Garbage collection
Go ships a concurrent, non-generational, non-moving, tri-color mark-and-sweep collector. It
runs alongside the mutator, pauses the world for two short windows per cycle, and decides
when to start by watching how fast the heap is growing. Most of the knobs that matter are
GOGC, GOMEMLIMIT, and the things you allocate in the first place.
What Go's GC is
Go's collector is concurrent, non-generational, non-moving, and uses tri-color mark-and-sweep. Concurrent means it does most of its work while application goroutines keep running. Non-generational means it walks the entire reachable heap on every cycle — there are no young/old generations. Non-moving means a live object stays at its allocated address; this keeps pointer arithmetic from cgo and unsafe code well-defined, and it removes the need to fix up references after collection.

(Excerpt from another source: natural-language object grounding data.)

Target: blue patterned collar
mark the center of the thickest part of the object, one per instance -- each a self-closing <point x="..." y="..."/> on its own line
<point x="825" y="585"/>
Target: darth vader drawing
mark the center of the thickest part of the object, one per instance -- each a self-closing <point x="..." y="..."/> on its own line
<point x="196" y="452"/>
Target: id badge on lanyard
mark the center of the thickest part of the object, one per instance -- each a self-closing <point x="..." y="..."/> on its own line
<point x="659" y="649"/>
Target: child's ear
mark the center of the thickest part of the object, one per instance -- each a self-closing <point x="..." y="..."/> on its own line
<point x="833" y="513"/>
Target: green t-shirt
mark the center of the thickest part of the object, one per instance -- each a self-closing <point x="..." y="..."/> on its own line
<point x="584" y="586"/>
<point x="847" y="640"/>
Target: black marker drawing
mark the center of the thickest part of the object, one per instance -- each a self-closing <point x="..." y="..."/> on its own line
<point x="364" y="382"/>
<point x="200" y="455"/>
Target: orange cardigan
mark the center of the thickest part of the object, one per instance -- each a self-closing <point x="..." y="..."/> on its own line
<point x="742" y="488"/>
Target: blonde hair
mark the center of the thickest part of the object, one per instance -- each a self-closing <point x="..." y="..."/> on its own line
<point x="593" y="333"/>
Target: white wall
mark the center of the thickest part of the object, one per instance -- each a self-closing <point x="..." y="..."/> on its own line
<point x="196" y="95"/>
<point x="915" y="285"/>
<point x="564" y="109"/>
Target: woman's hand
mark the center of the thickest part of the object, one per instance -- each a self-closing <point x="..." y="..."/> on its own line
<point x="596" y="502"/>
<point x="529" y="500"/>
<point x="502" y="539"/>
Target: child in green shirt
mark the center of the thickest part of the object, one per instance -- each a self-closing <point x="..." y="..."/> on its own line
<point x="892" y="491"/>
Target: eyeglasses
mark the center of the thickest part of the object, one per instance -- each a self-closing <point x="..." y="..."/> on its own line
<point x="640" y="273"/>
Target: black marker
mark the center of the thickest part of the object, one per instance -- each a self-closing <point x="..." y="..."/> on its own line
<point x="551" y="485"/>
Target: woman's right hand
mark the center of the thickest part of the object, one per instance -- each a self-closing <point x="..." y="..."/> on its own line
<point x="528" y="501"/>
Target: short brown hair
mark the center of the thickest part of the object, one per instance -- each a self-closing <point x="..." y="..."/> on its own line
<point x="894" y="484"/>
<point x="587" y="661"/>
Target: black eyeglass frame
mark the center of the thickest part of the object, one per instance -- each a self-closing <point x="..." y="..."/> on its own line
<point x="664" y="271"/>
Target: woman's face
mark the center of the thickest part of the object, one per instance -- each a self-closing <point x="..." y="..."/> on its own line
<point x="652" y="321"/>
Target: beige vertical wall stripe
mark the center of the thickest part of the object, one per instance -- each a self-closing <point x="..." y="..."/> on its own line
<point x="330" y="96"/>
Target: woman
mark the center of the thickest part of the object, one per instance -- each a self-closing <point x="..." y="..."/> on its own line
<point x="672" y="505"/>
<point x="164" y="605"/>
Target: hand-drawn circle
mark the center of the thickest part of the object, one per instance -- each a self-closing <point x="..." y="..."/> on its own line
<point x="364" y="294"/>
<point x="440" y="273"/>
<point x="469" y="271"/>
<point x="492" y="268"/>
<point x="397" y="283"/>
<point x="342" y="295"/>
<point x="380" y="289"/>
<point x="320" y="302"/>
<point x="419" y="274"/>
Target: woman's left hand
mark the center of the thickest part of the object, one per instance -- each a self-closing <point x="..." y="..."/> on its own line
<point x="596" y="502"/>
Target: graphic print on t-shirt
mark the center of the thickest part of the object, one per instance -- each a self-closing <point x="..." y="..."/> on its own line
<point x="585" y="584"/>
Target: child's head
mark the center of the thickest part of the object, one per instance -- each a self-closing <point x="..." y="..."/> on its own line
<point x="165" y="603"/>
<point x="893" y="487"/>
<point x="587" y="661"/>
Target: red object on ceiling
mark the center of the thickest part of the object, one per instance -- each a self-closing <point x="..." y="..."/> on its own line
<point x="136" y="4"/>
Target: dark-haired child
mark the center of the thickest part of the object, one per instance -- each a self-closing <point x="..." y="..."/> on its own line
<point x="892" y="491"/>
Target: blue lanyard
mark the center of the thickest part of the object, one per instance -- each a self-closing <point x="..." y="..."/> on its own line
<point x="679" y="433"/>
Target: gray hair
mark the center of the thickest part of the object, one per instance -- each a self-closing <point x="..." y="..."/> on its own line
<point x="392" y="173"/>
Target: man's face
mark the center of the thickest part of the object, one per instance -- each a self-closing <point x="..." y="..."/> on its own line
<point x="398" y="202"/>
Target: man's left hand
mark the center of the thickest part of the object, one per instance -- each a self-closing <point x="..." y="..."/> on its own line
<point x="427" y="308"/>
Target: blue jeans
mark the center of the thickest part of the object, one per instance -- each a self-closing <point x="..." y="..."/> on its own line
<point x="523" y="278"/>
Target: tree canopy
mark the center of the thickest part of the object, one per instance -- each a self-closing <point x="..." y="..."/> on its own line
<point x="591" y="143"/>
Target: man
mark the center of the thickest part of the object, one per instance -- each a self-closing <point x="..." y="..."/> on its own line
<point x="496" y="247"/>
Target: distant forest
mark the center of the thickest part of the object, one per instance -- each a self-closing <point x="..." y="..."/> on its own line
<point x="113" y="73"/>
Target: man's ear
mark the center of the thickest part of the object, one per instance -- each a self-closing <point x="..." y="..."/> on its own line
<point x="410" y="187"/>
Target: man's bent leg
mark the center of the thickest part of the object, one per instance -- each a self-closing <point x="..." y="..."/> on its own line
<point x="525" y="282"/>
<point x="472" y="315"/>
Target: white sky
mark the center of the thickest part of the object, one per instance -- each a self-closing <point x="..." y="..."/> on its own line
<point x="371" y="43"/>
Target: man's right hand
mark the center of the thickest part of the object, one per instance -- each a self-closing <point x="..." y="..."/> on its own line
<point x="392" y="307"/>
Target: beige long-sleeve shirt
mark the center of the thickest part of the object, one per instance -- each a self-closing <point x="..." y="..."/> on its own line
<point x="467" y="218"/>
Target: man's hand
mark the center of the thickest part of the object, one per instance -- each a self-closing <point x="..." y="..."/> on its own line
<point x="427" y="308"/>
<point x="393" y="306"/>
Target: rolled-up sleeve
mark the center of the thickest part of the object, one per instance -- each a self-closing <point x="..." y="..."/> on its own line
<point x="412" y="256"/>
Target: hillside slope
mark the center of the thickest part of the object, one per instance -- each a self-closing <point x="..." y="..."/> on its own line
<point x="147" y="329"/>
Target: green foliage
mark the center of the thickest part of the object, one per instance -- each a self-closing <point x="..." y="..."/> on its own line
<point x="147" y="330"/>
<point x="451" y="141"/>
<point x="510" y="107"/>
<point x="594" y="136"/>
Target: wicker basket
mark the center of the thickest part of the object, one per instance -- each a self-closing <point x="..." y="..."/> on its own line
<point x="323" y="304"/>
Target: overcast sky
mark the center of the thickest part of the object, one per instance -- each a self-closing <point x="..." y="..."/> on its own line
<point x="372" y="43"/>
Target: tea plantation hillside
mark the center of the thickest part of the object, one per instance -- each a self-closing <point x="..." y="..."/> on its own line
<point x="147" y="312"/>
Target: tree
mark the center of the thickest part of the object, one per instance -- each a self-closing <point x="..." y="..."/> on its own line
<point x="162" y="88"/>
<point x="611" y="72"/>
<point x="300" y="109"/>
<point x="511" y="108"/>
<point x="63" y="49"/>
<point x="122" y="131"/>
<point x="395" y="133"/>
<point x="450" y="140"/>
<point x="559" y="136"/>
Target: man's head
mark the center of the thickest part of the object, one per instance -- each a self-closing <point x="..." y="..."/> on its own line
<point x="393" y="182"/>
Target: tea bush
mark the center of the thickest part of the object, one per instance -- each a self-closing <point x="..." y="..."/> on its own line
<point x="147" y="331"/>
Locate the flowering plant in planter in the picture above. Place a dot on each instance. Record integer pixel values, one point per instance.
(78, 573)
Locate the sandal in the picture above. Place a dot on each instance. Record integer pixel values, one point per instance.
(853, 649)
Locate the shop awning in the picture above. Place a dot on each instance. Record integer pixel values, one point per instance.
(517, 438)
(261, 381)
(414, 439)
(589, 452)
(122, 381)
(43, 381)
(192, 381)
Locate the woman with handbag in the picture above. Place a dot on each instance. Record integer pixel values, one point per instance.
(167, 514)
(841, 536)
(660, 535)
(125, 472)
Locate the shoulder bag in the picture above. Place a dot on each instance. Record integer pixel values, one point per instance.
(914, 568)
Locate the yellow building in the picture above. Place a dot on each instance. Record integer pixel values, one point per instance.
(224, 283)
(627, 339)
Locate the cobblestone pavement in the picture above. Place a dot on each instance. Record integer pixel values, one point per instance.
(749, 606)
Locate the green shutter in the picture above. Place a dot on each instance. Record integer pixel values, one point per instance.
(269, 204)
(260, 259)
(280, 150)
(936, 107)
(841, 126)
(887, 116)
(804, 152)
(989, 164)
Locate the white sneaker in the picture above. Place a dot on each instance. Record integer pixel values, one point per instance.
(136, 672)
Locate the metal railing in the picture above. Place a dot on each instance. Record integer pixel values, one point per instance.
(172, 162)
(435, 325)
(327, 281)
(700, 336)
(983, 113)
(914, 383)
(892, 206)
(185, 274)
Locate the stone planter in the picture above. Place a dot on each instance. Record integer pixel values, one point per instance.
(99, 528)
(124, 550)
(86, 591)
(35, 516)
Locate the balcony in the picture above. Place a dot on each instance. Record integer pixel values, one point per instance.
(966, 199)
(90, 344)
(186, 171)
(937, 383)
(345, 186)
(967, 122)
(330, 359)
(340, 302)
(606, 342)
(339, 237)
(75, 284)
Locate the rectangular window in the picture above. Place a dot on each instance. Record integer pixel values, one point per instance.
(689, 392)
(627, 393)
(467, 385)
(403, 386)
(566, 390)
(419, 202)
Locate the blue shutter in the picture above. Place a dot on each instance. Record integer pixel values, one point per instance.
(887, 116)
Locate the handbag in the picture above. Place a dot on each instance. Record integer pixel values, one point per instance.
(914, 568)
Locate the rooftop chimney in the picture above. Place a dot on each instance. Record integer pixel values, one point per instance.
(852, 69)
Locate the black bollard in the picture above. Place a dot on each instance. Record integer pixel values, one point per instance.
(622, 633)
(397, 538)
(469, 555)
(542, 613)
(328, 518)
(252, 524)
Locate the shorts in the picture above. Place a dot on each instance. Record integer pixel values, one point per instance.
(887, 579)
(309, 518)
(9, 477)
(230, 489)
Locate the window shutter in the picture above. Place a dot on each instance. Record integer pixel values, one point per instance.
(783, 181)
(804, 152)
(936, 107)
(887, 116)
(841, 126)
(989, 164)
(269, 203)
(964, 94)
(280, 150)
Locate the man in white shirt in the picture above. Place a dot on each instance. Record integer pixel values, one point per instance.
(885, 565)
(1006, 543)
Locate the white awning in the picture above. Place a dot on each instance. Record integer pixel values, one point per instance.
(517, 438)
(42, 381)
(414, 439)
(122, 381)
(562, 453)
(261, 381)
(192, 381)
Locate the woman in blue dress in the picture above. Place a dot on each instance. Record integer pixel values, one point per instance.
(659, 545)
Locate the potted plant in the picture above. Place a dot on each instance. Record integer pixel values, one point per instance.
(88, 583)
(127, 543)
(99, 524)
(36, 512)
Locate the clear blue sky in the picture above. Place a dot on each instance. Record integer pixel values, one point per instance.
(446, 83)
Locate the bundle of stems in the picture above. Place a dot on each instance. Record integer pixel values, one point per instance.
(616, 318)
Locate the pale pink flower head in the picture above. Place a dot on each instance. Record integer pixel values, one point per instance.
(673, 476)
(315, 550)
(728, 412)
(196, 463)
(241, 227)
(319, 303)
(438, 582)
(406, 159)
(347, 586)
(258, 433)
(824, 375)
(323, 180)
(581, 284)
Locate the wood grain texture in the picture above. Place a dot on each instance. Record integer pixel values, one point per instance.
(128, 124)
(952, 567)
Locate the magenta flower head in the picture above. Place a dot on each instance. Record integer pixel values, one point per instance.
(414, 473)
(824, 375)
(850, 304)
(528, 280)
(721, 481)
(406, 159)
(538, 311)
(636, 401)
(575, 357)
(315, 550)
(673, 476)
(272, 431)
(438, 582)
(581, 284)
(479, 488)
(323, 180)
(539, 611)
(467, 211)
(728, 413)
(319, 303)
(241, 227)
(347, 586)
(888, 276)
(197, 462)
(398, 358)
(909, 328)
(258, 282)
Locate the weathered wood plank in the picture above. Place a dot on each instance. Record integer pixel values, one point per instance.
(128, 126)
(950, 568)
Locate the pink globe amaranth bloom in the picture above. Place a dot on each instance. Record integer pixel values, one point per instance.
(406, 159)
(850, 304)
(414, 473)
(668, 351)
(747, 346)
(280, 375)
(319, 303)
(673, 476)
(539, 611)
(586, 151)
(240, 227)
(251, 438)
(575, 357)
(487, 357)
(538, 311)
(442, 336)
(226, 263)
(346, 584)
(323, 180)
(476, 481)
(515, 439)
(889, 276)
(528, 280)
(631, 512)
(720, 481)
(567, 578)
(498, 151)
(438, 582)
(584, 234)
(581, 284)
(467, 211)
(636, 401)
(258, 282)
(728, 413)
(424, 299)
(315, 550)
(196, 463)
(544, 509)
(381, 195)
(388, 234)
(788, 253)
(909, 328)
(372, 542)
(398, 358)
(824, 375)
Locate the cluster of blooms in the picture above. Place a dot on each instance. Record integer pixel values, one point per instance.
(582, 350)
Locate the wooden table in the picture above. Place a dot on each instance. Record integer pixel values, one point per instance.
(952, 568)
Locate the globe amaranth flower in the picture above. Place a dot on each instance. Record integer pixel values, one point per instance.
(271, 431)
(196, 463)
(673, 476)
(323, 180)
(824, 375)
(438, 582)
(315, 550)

A short history. Go 1.5 (2015) introduced the concurrent collector and ended the
stop-the-world pauses of the early days. Go 1.8 (2017) reworked the write barrier and
brought typical STW pauses below 100 µs. Go 1.19 (2022) added
GOMEMLIMIT, a soft memory ceiling that gives the pacer something to aim at
beyond pure heap-growth heuristics. The shape of the algorithm hasn't changed much
since; the work since then has been pacer refinements and allocator improvements.
The tri-color invariant
The collector colours every heap object one of three shades. White means not yet visited — at the end of marking, white objects are garbage. Grey means visited but its outgoing pointers haven't been scanned yet. Black means visited and fully scanned. Marking proceeds by picking a grey object, blackening it, and greying any white objects it points to. The cycle ends when there are no grey objects left.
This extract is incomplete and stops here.